Momenti dalla presentazione a Bruges

Alcune fotografie che fermano nel tempo la serata a Bruges di Fotografie in Re Maggiore: i vicoli di Roma, le pagine del romanzo e Martini Tonic con ghiaccio e limone. (Fotografie di Hilde Coudenys)







venerdì 26 gennaio 2018

Incontrarsi un giorno a Bruges

- Forza, Elisa! Ancora non sei pronta? Dobbiamo partire! -
Elisa si alzò pigramente dal divano stirandosi la schiena come un gatto:
- Ricordami... cos'è che dobbiamo fare? -
- Non è possibile che non te lo ricordi! Dobbiamo andare a parlare di noi e di Roma -
- Uff, lo sai che odio parlare in pubblico -
- Come musicista devi davvero superare questa cosa -
- Va bene, va bene, prendo la valigia e partiamo... non vuoi proprio dirmi la destinazione segreta? -
- Ti dico solo di vestirti pesante -
- Cosa??? Non mi dirai che stiamo andando di nuovo in Belgio -
- Ebbene sì -
- Ma ti ricordi com'è andata l'ultima volta? -
- Non preoccuparti, questa volta niente boschi, niente bicicletta e pensa c'è persino il sole -
- Va bene, mi hai convinta, andiamo -

Questa sera a Bruges:

Incontrarsi un giorno a Roma
Una “passeggiata” a Roma con letture, fotografie e musica dal romanzo “Fotografie in Re Maggiore"
a cura di Claudia Bresolin,
con la partecipazione di Ortensia Semoli


La serata si dividerà tra:
- La lettura di alcuni estratti del romanzo con la partecipazione di Ortensia Semoli; attrice e regista, che abbiamo avuto il piacere d’incontrare qualche anno fa a Bruges in occasione dello spettacolo teatrale Amori, beffe e gelosia.
- Un giro a Roma con gli occhi delle due protagoniste del romanzo; uno sguardo su Roma vista da due romane DOC.
- Esposizione di fotografie e dipinti dell’autrice ispirati a Fotografie in Re Maggiore, accompagnati da un cocktail in tema col romanzo e fortemente raccomandato dalle protagoniste.

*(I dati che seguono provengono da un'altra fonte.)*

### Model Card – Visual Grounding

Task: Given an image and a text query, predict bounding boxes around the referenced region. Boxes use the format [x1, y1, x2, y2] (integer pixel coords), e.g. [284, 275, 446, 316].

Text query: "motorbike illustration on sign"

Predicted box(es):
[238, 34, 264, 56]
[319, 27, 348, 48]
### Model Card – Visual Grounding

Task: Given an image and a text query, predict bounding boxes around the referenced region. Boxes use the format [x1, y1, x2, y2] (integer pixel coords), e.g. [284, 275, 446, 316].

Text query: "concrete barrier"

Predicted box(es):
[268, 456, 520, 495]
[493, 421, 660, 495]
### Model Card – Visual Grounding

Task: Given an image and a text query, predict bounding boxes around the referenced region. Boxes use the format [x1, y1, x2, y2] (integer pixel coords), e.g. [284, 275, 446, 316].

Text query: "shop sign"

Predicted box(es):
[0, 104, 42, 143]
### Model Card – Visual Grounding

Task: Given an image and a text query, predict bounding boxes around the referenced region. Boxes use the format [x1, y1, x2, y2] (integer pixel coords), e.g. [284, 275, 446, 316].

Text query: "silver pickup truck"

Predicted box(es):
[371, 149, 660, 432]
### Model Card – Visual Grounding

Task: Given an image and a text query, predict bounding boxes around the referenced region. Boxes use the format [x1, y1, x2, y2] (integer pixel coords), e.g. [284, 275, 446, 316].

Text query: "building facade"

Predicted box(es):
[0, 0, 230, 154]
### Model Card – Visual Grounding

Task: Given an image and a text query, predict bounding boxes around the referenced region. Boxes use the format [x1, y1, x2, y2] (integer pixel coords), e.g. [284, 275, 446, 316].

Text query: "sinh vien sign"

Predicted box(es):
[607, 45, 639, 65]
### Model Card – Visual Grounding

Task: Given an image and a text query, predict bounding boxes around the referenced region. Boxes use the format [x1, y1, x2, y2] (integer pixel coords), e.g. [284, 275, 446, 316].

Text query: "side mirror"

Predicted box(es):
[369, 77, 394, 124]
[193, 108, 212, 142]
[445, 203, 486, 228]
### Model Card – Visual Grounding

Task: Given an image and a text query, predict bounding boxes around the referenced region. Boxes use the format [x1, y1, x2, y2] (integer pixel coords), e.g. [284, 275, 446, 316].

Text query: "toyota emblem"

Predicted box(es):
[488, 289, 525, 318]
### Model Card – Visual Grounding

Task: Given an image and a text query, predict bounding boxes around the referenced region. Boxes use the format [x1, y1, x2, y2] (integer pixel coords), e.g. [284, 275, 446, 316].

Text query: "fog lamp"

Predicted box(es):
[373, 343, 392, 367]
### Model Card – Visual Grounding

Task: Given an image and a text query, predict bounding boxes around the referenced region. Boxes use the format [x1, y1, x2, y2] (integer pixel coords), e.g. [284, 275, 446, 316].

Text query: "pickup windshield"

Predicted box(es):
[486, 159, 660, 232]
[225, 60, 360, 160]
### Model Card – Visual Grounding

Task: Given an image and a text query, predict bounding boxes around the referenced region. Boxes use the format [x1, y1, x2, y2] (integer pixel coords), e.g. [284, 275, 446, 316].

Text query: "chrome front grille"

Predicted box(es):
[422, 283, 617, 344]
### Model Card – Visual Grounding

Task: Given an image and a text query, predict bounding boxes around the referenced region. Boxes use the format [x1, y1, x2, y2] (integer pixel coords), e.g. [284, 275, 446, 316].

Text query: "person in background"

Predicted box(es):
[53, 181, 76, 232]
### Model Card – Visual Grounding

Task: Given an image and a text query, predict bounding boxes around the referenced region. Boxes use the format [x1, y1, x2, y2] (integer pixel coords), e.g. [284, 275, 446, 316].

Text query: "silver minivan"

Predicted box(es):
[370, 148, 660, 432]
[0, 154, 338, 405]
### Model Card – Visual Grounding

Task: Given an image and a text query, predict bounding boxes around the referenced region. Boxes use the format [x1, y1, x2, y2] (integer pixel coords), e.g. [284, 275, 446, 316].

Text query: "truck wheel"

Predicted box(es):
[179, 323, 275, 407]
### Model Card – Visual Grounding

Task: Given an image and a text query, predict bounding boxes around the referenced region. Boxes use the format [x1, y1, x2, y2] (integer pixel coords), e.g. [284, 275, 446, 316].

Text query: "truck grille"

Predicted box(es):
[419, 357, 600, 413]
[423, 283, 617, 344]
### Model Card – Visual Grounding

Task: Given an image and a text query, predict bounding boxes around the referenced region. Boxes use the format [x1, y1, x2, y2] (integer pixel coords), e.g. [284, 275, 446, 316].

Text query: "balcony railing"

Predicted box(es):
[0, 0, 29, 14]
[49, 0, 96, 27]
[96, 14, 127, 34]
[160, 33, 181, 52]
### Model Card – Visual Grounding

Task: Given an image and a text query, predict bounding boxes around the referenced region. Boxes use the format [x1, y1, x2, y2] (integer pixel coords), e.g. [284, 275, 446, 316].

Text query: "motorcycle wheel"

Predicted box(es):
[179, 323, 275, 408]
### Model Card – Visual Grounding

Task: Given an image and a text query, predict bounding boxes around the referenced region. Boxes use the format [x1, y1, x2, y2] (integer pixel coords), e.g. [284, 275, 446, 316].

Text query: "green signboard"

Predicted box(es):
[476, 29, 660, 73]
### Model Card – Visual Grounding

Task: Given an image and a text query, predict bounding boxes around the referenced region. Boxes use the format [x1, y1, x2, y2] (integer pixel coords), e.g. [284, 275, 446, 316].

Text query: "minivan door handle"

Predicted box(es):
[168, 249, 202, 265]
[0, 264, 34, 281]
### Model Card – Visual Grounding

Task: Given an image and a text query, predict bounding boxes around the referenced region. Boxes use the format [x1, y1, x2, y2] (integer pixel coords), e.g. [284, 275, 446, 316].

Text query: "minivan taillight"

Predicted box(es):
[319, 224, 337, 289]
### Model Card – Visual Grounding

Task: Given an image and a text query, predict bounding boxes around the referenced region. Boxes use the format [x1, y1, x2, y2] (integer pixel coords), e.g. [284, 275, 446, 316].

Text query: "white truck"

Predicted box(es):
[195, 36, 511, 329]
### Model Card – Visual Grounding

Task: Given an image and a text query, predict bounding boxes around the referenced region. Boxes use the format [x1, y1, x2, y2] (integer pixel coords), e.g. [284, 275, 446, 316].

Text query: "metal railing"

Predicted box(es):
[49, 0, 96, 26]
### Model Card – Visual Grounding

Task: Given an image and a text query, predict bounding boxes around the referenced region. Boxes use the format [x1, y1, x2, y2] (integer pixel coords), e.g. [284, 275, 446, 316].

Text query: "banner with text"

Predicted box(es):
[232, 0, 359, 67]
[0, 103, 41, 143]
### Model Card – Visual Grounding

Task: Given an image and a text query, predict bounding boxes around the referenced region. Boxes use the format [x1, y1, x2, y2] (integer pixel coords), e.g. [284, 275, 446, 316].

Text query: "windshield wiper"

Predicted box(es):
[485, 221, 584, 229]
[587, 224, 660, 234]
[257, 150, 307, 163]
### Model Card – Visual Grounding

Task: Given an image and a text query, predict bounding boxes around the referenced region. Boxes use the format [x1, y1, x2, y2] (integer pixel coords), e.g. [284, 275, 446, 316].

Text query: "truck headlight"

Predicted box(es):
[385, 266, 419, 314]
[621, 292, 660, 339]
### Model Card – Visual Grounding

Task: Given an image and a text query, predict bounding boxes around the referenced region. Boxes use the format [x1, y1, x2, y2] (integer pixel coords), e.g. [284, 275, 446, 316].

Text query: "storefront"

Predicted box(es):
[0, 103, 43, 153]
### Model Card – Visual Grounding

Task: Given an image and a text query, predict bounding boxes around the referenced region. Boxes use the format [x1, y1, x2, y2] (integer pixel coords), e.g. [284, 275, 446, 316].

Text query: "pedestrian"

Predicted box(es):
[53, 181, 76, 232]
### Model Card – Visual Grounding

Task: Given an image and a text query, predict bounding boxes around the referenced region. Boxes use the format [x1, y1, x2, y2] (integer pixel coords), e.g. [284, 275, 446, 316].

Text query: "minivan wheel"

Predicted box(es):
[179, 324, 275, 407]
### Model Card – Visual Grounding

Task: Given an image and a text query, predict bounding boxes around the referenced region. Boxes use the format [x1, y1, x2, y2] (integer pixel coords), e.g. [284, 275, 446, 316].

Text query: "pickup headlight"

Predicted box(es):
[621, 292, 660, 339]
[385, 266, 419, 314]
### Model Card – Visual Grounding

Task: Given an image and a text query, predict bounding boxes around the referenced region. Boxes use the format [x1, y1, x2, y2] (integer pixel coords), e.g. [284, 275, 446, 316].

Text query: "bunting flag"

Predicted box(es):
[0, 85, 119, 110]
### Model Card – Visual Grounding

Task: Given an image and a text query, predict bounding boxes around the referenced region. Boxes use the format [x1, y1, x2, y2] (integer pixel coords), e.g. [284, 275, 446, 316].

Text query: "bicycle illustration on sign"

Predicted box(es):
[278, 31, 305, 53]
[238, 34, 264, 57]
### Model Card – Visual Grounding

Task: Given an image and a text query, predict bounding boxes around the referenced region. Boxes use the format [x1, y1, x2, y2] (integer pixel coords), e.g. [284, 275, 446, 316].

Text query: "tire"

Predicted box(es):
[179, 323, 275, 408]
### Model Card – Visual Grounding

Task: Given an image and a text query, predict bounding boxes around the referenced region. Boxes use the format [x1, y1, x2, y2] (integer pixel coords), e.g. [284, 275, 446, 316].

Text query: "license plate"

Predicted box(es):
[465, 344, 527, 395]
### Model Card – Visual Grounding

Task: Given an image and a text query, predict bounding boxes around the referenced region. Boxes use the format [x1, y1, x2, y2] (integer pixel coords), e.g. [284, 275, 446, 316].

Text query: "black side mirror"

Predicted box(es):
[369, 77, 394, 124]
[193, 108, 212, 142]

Appuntamento venerdí 26 gennaio 2018 nel Meersenhuis, Oostmeers 3, 8000 Bruges.

La serata inizia alle 20.00 (porte aperte alle 19.30). 




sabato 30 dicembre 2017

Cuore in fuga

Espatrio, le paure e il coraggio delle donne

Un mosaico di racconti che ben rappresenta la realtà delle moderne migranti.

Pensieri, paure, coraggio, ricordi, speranze: tutto si mescola allo scopo di trascinare il lettore dentro un  mondo variegato e multiforme che rappresenta, in una sintesi eloquente, la vita di quante si sono avventurate in una nuova esistenza.




All'interno il mio racconto:
"cuore in fuga"

Lo schermo nero, freddo, con nomi di città in bianco. Compulsivamente rigiro tra le dita il ciondolo bronzeo della collana. Dove portare la mia vita? Nella città del sole, degli abbracci, dell’infanzia o quella della maturità, della libertà, del presente?
Il mio cuore esita e non sa scegliere. Anversa o Roma? Destinazione o bestemming?